Poznań, woj. wielkopolskie, PL
Poznańskie koziołki – wiadomo – koniecznie trzeba zobaczyć. Natomiast Muzeum Historii Miasta Poznania, mieszczące się w zabytkowym ratuszu było na liście rezerwowej. No ale się załapało i słusznie, bo ekspozycja bogata, a teraz przez dłuższy czas będzie niedostępna, z uwagi na remont. Z nami jednak możecie tam zajrzeć, a co!
Poznańskie koziołki w samo południe
Poznańskie koziołki są… oszczędne. Znaczy pojawiają się tylko raz dziennie – w samo południe. W związku z tym turyści gromadzą się tłumnie pod ratuszem, coby to cudo zobaczyć. Wszak być w Poznaniu i nie zobaczyć koziołków to niemal grzech ciężki!
A skąd wzięły się rogate stwory na poznańskiej wieży ratuszowej?
Wersja historyczna mówi, że w XVI w. podczas remontu i rozbudowy ratusza, postanowiono wyposażyć go również w nowy zegar, który – oprócz standardowego mechanizmu – miał mieć również „urządzenie błazeńskie, mianowicie koziołki”.
Dlaczego akurat koziołki, tego nie ma w oficjalnych dokumentach. O tym będzie legenda. Faktem jest, że zegar wraz z koziołkami zainstalowano w 1551 r. Niestety, w 1675 r. ratuszowa wieża wraz z zegarem i koziołkami została zniszczona uderzeniem pioruna. Po tym zdarzeniu koziołki wróciły na swoje miejsce dopiero w 1913 r.
Zapraszam do zakupu książeczki “Weronika szuka skarbów” – opowiastki dla dzieci i rodziców, inspirowanej zabawą w geocaching.

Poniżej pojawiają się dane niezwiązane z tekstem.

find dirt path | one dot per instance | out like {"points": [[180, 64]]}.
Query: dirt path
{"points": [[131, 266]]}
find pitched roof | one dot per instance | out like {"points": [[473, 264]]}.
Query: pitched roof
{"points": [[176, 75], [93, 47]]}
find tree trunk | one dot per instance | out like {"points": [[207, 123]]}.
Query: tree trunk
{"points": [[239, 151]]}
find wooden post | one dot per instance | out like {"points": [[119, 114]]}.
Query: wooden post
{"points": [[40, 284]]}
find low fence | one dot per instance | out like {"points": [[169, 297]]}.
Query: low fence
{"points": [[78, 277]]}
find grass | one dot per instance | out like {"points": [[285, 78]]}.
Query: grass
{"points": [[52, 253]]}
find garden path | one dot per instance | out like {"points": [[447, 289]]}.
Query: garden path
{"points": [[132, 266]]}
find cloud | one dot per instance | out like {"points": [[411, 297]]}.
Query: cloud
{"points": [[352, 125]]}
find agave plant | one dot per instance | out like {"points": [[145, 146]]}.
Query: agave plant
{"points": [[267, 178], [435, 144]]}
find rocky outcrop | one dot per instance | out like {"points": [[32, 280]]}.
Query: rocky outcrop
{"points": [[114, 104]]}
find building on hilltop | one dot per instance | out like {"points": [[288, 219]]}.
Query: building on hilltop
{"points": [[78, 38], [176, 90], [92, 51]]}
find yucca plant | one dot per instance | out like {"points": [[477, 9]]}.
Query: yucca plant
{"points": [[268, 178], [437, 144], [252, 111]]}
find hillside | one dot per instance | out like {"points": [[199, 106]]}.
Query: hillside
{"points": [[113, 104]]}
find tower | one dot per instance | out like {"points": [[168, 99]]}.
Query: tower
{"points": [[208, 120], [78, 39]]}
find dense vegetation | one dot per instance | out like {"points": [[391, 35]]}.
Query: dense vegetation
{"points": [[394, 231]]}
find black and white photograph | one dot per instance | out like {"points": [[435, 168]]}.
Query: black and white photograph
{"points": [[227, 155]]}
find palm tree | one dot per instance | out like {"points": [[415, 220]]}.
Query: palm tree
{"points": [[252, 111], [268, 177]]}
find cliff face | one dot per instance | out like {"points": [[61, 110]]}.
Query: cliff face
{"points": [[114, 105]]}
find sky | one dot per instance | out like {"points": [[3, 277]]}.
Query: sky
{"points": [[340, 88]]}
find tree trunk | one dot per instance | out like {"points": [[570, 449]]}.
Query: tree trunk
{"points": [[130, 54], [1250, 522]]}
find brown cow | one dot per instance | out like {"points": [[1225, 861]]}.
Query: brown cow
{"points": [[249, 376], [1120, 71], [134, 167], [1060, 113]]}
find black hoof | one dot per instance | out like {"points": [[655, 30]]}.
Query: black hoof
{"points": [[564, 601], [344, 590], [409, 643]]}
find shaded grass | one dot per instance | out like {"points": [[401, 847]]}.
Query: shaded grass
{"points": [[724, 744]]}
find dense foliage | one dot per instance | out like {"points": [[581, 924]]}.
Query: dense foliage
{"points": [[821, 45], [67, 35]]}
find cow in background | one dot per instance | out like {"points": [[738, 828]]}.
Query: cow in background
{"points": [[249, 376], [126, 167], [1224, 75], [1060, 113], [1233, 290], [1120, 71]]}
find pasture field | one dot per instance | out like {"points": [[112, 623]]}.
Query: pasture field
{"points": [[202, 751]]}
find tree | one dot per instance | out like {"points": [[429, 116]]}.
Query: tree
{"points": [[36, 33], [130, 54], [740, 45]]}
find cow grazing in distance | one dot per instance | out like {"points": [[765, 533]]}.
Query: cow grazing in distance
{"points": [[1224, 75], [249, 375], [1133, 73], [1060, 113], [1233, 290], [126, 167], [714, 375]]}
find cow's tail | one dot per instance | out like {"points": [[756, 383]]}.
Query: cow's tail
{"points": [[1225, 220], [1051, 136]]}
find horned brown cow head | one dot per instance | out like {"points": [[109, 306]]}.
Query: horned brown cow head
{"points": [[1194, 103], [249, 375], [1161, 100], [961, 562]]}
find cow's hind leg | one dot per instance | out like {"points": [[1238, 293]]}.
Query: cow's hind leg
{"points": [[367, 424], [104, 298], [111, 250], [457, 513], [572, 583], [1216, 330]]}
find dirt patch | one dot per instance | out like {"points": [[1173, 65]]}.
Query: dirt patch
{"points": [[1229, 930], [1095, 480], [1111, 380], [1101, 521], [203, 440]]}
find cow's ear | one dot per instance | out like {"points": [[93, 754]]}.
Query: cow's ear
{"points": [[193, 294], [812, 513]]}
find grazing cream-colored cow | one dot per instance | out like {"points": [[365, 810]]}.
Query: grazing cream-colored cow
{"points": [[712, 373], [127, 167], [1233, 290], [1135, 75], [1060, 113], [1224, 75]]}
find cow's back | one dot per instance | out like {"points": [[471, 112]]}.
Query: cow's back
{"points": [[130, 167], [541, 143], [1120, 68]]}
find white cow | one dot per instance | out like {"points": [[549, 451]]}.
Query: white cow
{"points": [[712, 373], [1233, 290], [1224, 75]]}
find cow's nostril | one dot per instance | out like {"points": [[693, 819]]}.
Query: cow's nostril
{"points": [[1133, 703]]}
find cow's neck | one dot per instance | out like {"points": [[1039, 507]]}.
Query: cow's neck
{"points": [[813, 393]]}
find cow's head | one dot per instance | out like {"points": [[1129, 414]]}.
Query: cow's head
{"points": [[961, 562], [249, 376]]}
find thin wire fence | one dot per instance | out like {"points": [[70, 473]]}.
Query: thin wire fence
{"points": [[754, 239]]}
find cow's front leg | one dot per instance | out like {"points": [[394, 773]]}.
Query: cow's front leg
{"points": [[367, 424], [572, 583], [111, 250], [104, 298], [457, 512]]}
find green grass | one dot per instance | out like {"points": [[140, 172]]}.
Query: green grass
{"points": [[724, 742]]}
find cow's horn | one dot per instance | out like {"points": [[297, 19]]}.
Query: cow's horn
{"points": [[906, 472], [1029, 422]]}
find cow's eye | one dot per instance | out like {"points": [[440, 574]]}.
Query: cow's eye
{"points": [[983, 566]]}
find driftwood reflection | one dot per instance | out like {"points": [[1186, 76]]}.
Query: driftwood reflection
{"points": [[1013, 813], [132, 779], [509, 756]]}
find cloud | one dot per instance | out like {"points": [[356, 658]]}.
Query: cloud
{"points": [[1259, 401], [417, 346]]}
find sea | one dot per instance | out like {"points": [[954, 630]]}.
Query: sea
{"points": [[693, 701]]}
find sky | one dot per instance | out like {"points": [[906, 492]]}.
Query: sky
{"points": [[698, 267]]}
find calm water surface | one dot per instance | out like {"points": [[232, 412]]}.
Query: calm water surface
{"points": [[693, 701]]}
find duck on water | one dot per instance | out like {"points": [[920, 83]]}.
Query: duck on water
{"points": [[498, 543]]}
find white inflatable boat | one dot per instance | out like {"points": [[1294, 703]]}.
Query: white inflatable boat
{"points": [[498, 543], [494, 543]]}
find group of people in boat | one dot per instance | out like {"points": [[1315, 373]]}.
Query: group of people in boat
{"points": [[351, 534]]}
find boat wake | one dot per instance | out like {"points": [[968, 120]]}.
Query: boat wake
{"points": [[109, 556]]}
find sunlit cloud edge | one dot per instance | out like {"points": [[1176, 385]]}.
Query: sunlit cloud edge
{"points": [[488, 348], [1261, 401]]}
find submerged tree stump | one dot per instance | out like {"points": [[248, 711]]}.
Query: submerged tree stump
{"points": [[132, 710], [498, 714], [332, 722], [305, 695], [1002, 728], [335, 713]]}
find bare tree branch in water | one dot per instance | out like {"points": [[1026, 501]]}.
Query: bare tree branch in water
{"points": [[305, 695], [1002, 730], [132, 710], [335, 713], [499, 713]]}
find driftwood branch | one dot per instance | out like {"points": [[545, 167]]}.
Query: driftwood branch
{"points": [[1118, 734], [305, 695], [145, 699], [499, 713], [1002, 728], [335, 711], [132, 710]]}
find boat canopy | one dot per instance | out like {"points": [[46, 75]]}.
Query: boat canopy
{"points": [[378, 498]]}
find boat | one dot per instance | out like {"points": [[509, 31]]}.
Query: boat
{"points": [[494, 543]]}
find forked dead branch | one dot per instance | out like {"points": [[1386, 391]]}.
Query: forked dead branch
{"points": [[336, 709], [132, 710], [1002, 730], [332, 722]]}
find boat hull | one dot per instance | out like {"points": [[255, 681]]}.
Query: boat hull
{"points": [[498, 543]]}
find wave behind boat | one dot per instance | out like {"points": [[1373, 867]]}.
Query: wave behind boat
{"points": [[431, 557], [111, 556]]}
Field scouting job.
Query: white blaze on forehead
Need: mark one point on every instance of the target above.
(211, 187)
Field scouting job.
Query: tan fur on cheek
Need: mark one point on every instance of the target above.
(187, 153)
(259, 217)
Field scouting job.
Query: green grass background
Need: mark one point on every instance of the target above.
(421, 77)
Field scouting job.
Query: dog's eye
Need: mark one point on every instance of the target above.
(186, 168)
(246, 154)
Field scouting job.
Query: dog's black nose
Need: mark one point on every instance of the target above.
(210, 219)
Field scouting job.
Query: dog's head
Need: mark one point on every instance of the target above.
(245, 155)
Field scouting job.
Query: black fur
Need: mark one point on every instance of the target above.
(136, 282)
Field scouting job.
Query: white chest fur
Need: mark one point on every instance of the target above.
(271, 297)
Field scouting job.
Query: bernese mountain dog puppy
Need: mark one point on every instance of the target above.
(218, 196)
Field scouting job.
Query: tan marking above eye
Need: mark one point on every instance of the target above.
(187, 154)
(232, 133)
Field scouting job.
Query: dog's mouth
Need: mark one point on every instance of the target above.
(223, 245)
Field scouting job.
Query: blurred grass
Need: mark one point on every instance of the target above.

Obecny mechanizm pochodzi z końca XX w., a poprzednie zwierzaki można oglądać w Muzeum Historii Miasta Poznania.

Dlaczego koziołki?
Legenda o koziołkach z ratuszowej wieży jest w sumie całkiem prawdopodobna, nie ma tu wszak żadnych niesamowitości, ino samo życie ;]
Otóż przystępując do rozbudowy poznańskiego ratusza, władze miasta zamówiły także wspaniały zegar, który miał zdobić ratuszową wieżę. Aby uczcić to wydarzenie, zaplanowano wystawną ucztę, na zaproszono najważniejsze osobistości z miasta i okolic.
Daniem głównym miała być pieczeń z sarniego udźca, do obracania której wyznaczony został kuchcik Pietrek. Tyle jednak ciekawych rzeczy działo się na rynku, a pieczeń piekła się tak strasznie wolno, że nierozważny młodzik postanowił na chwilę zostawić jadło bez opieki i choć trochę napatrzeć się na zegar i inne wspaniałości.
Tak to jest jednak, że na przyjemnościach czas płynie szybko i Pietrek ani się obejrzał, a krótka chwilka zmieniła się w dłuższą chwilę, podczas której pieczeń spadła do ognia i spaliła się na węgiel. I po daniu głównym dla dostojnych gości, ups!
Przerażony Pietrek pobiegł na pobliską łąkę, porwał stamtąd dwa małe koziołki i… chciał je upiec zamiast sarniny. Zwierzaki jednak wyrwały się chłopcu i w panice uciekły na ratuszową wieżę, gdzie zaczęły trykać się rogami, na oczach zaskoczonej publiki.
Koziołki na wieży rozbawiły dostojnych gości, dzięki czemu Pietrek nie został ukarany, a burmistrz polecił zegarmistrzowi wykonać dodatkowy mechanizm, który uruchamiałby wraz z wybiciem 12.00 w południe drewniane trykające się rogacze.
Od tej pory poznańskie koziołki stały się symbolem i wizytówką miasta. Fajne są i można je spotkać także w innych rejonach, jak choćby te dwa w pobliżu naszej poznańskiej “sypialni” ;]

Poznański ratusz
Pierwszy ratusz w tym miejscu powstał na przełomie XIII i XIV w. Poważna przebudowa miała miejsce w XVI w. – to właśnie wtedy zamontowano zegar z koziołkami! Ale nie tylko – budynek został powiększony i podwyższony, tworząc znaną do dziś renesansową bryłę. Wieża, wzniesiona na przełomie XV i XVI w., była kilkukrotnie przebudowywana, głównie z powodu zniszczeń m.in. od rażenia piorunem.
Ostatnia przedwojenna restauracja ratusza została przeprowadzona w latach 1910 – 1913. To wówczas, po długiej przerwie, na ratuszową wieżę wróciły koziołki.
W 1945 r. – podczas walk o Poznań – zwaliła się wieża, a wnętrza zostały poważnie uszkodzone w wyniku trafienia bombą fosforową. Odbudowę przeprowadzono w latach 1945 – 1954.
Kolejny remont, przywracający ratuszowi wygląd najbliższy renesansowemu, miał miejsce w latach 1999 – 2002.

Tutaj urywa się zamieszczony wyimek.